President Mnangawa later ramped up the rhetoric for a Financial Times London event, when he compared planned restructuring efforts to the Thatcher “revolution” four decades ago in cutting the public sector payroll and selling off state-run companies. He promised to collect taxes and proposed a new levy on electronic transfers comprising 95% of financial transactions, and also targeted hundreds of millions of dollars in revenue through an anti-corruption crackdown. A “zero tolerance” campaign resulted in top business and government representative arrests, with suspects going into exile to avoid investigation. Gross domestic product growth may exceed the IMF’s 3%-4% forecast with gold production already higher than the 2017 total, and the private sector will expand in farming with compensation for previous seizures. The President lauded Minister Ncube’s official creditor overtures on debt settlement, and progress toward a full Fund program.  

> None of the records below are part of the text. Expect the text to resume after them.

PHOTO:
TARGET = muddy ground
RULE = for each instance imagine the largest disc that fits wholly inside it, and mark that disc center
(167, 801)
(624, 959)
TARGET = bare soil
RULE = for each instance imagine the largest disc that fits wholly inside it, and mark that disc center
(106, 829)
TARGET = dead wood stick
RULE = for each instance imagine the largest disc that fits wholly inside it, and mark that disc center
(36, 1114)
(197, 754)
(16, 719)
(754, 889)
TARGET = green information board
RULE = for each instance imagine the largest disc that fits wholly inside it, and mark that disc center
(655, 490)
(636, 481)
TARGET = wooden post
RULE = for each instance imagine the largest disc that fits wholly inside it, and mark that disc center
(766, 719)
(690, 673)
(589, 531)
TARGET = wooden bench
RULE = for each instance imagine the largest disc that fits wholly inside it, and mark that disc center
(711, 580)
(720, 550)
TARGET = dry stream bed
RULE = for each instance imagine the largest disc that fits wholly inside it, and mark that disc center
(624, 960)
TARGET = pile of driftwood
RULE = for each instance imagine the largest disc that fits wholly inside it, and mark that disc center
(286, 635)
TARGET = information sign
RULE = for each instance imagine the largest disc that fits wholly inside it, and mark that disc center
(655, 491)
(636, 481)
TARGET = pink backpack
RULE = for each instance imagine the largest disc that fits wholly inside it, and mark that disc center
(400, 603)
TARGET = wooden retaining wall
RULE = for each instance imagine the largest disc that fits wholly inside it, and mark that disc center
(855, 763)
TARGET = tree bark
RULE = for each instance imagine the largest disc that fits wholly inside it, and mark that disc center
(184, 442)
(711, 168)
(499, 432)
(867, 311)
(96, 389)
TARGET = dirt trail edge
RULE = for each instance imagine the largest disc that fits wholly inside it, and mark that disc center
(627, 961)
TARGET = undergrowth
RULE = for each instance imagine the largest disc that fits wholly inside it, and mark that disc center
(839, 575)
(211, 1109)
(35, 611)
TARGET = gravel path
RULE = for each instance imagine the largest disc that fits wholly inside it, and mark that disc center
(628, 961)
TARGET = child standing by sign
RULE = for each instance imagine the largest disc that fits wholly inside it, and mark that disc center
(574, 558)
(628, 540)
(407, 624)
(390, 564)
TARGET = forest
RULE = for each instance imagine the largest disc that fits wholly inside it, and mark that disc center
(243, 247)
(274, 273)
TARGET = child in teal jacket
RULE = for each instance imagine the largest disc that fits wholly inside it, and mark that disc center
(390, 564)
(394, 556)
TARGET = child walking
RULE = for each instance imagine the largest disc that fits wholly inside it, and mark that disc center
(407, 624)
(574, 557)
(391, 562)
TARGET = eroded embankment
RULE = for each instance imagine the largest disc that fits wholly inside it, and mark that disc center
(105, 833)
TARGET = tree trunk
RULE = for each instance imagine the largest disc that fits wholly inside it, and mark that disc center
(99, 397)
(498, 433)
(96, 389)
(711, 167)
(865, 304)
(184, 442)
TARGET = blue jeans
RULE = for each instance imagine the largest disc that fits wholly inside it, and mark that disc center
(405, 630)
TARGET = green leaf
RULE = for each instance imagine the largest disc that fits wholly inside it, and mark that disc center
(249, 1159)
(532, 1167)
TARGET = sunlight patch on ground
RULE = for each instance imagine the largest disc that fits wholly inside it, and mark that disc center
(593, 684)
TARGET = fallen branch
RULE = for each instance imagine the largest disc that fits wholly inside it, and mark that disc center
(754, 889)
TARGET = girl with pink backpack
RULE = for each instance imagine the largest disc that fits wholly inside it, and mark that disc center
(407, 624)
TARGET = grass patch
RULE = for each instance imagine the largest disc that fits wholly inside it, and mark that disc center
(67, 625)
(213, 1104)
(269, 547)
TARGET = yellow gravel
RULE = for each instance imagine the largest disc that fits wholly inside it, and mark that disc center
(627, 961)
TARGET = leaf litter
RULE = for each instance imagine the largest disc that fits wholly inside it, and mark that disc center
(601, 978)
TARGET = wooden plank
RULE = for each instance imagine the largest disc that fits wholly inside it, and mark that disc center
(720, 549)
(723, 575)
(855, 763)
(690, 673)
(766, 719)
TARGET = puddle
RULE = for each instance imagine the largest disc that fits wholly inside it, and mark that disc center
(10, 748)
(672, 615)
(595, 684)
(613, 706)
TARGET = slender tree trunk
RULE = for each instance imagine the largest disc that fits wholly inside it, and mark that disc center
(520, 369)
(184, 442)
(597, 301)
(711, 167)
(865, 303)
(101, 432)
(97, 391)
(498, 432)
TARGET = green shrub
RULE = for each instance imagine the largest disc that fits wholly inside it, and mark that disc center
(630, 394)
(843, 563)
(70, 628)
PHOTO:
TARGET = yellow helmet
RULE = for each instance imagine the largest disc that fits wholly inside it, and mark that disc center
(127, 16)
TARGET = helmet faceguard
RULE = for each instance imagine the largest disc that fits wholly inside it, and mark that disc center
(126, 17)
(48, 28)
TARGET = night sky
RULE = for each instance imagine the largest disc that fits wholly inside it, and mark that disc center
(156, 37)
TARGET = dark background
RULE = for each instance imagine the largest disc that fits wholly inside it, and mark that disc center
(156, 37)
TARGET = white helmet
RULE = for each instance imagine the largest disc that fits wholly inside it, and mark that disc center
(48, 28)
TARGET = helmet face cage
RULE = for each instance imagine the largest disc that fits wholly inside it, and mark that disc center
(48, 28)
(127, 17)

However the Minister admitted in October that the 11% of GDP budget deficit was triple the original target. Staple food, fuel and medicine costs suddenly spiked several hundred percent, recalling the pre-2009 hyperinflationary era, as he signaled intent to purge bank accounts of “bad” electronic and bond note dollars which trade at a discount to hard cash. His office also threatened 10 years in prison for underground currency traders, and the central bank further stoked financial system anxiety with an order to keep remittance flows in separate quick access facilities. The Cairo-based African Export-Import Bank, which backed the bond notes introduced in 2016, again agreed to guarantee them at full parity value with physical money, and the Mnangawa administration as a backstop also borrowed $250 million from London investment fund Gemcorp, which was founded by a former executive with Russia’s VTB Capital. According to local brokerage reports, out of $9 billion in deposits only around 10% is US dollars, euros or South African rand, with the overwhelming balance so-called “zollars” which economists agree should be phased out over time for monetary stability.

Minister Ncube has implored citizens for patience over the transition, but the memories of massive devaluation and lack of trust are too embedded. Against this background, London conference investors in November were unmoved by the MSCI Index’s triple-digit gains and his pledge to end indigenization laws and permit foreign majority ownership of listed companies. To resolve confidence and policy impasses, both sides should form a joint economic and financial market task force to speed rebuilding and reintegration. It would concentrate private capital focus still lacking under the new leadership, while finally tackling dual banking and currency crises for a fresh start. This interim model could also fill a glaring gap as post-sanctions countries elsewhere on the continent, like Sudan, begin the journey toward longer-term commercial financing.